As of January 1, 2010, the federal estate tax has been repealed for estates of people dying this year. While that may seem like good news for the beneficiaries of your estate, there are potentially negative consequences of the repeal. First, many estate planning documents are drafted based on the assumption that there will be an estate tax in place, and are therefore structured to pass as much wealth as possible to beneficiaries free of the tax. For example, in 2009 when $3.5 million worth of assets were exempt from estate tax, an amount equal to the exemption would be passed to non-spouse beneficiaries (using what’s known as a credit shelter trust), and the remaining assets to the surviving spouse. However, if the first spouse were to die this year, there is a risk that all assets would pass to the credit shelter trust, potentially leaving the surviving spouse with nothing.

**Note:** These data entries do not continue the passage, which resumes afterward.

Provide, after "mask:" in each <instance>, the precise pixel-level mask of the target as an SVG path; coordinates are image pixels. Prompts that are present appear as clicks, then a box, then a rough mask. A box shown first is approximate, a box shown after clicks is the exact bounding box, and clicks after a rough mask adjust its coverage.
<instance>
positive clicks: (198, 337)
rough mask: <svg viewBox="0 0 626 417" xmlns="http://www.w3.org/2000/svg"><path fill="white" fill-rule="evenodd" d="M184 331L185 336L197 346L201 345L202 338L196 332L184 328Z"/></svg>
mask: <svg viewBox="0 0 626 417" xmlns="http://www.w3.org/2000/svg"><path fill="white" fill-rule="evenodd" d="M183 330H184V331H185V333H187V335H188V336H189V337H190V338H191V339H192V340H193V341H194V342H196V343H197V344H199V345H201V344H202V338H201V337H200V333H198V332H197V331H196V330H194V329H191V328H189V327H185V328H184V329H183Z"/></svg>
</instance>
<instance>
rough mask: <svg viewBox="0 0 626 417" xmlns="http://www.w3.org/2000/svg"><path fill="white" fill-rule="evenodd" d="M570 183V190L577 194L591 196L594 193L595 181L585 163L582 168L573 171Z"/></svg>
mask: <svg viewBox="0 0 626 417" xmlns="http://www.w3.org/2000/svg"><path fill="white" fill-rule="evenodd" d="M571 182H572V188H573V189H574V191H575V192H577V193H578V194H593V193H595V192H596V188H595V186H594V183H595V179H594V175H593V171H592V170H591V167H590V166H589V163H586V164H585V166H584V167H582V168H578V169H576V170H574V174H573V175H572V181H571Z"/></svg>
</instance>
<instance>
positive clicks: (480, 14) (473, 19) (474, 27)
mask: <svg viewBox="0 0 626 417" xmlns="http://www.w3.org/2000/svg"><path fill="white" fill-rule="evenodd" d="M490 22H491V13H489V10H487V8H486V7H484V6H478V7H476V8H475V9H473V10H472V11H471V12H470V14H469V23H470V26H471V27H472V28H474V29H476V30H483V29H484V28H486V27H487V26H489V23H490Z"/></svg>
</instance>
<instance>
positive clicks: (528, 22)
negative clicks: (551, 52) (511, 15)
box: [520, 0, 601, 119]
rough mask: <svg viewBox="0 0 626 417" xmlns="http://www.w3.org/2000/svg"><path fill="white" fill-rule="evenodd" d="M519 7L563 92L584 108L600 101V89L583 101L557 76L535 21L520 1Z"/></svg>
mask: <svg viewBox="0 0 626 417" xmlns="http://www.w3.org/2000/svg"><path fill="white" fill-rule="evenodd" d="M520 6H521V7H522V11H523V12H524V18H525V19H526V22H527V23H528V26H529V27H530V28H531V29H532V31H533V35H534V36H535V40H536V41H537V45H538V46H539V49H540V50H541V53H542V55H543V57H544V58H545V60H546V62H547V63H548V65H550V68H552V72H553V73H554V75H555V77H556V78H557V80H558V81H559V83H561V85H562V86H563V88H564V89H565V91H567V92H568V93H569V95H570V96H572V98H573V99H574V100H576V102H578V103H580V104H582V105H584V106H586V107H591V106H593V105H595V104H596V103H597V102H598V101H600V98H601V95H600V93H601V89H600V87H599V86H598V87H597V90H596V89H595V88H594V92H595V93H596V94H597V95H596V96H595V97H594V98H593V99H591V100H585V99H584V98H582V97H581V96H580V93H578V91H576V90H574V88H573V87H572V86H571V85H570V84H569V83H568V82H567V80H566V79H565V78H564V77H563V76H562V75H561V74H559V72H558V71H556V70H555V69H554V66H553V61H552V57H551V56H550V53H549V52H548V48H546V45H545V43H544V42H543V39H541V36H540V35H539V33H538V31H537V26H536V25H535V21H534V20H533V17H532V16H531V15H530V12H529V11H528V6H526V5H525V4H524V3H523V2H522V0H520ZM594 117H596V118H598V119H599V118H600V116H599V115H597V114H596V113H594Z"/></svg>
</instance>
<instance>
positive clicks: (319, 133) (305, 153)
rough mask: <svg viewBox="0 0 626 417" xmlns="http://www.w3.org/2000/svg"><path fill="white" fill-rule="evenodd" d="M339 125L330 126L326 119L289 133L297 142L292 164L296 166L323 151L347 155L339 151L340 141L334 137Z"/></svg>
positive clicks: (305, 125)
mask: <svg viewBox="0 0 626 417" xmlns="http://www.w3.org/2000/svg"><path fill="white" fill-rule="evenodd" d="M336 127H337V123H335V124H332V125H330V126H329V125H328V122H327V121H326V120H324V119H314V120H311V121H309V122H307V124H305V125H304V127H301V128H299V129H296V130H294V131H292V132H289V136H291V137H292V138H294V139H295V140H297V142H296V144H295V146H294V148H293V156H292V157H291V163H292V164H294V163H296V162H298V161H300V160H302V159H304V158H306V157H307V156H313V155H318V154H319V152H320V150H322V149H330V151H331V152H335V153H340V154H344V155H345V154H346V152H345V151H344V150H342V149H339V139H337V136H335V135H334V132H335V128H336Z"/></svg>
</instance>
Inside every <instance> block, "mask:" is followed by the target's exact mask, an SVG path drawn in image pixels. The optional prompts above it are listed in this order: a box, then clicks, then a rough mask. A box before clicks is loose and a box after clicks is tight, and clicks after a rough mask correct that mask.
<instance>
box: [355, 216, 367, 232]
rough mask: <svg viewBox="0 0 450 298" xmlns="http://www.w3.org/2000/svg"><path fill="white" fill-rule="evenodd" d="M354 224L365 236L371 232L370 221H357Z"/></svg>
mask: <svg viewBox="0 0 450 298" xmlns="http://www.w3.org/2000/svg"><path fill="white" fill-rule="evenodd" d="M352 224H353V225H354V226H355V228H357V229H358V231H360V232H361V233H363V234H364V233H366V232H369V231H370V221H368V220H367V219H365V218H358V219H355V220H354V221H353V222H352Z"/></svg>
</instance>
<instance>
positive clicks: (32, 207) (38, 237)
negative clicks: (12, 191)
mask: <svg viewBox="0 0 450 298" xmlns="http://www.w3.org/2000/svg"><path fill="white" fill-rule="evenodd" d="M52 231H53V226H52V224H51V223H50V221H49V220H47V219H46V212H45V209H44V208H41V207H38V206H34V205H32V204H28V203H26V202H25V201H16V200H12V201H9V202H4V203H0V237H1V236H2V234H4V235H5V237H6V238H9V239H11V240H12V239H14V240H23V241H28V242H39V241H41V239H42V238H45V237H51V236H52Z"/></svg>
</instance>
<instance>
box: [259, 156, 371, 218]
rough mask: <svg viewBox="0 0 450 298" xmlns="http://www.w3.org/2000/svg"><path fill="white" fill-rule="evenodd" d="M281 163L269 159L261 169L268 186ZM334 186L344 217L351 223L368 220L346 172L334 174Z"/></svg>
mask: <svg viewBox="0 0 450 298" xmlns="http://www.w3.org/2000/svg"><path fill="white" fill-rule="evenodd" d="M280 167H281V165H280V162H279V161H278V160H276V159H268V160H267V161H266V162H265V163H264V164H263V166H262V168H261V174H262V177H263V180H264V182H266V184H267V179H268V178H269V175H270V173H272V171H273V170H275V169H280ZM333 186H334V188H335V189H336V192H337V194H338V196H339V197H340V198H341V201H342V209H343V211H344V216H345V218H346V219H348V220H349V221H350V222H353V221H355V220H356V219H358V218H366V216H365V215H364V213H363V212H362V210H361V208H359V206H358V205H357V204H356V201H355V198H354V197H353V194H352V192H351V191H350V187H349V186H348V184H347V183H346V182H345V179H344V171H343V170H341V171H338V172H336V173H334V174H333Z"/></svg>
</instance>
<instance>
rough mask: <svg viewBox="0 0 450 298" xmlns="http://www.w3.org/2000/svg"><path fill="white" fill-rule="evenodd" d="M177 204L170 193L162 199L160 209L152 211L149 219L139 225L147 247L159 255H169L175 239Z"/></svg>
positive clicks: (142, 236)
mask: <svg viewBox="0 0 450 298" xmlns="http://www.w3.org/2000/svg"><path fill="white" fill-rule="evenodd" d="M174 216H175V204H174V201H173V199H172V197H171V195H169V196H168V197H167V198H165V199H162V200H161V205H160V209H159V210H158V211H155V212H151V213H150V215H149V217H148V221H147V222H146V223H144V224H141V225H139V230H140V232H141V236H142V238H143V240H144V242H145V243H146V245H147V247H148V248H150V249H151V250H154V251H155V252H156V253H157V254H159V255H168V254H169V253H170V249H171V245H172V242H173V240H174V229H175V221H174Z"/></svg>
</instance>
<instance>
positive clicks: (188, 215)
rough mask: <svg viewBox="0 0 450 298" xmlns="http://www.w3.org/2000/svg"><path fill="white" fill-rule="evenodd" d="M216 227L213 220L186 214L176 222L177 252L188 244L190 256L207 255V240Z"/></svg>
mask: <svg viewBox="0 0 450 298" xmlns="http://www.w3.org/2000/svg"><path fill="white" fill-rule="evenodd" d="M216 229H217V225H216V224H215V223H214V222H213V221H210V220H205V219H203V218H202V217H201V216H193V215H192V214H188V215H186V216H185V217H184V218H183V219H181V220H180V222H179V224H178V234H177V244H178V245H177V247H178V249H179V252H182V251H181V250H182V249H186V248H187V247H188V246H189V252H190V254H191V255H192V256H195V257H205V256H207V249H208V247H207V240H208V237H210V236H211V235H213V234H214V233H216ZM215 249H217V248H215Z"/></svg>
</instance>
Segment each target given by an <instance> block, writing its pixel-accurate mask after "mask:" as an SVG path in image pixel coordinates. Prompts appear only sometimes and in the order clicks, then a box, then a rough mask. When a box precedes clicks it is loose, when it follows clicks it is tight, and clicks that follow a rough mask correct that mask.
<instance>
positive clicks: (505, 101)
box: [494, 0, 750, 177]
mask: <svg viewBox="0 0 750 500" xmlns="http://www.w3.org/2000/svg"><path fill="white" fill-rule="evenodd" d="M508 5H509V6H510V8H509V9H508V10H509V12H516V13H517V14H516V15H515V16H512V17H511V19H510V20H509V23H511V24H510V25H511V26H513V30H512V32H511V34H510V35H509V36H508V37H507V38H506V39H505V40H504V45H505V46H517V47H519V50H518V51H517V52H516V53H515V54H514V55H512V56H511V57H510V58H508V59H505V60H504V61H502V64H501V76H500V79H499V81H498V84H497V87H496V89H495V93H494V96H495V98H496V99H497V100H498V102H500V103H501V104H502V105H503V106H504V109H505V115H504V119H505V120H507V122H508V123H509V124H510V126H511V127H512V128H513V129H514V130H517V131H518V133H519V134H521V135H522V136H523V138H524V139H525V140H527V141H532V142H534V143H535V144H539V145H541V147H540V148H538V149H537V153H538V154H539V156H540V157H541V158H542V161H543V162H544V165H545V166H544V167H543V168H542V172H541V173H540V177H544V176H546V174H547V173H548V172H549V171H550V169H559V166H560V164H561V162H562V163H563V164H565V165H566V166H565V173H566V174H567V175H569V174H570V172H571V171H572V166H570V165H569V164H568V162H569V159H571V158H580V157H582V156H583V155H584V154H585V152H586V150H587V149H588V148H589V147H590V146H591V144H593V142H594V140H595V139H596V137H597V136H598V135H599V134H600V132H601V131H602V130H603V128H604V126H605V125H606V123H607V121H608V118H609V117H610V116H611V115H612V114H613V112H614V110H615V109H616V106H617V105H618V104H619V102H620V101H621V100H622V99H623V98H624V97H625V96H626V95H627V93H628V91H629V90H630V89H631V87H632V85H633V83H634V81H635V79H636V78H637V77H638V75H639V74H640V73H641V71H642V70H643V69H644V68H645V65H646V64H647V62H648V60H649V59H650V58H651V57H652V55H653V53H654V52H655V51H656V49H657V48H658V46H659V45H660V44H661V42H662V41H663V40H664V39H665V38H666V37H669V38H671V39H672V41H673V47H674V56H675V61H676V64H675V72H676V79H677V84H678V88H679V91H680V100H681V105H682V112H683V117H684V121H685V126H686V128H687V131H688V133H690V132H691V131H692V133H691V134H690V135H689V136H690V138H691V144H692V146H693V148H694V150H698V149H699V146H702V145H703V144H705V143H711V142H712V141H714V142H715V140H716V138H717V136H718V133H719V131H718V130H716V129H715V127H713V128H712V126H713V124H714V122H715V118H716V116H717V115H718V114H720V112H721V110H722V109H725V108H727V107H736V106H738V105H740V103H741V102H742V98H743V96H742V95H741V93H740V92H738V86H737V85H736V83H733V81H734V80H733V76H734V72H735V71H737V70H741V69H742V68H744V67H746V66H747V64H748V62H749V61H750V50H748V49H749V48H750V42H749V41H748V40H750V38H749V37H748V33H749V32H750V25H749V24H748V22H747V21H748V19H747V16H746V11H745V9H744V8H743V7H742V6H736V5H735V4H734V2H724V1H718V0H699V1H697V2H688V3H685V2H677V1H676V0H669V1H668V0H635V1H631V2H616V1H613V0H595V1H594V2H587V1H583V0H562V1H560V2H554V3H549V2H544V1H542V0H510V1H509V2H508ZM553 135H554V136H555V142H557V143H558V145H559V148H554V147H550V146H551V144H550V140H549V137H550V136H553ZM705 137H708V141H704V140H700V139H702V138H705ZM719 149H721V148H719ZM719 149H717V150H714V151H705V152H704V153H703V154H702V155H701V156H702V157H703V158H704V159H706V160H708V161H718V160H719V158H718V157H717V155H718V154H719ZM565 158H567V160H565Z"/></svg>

Second, beneficiaries will now be subjected to capital gains liability that did not exist when the estate tax was in effect. Before the repeal, heirs received a “step-up” in their cost basis for inherited assets to the value of that asset on the deceased’s date of death, meaning that they wouldn’t be responsible for paying capital gains on the amount that the asset appreciated during the original owner’s lifetime. Now that the estate tax has been repealed, the step-up has been eliminated and replaced with new “carryover basis” rules which require heirs to use the price originally paid when determining capital gains. In addition to the record-keeping problems created by having to track how much was paid for the asset, the full amount of appreciation will be taxed to the beneficiaries as capital gains when the asset is sold. Fortunately, there is some relief for beneficiaries, since up to $1.3 million in capital gains is exempt from tax (and an additional $3 million is exempt if the beneficiary is a spouse).


Though the estate tax has disappeared for now, there is still a possibility that Congress will act to reinstate the tax retroactively for 2010. And even if the tax is not reinstated this year, it is scheduled to come back as of January 1, 2011, with only $1 million in assets exempt and the excess taxed at a rate of up to 55%.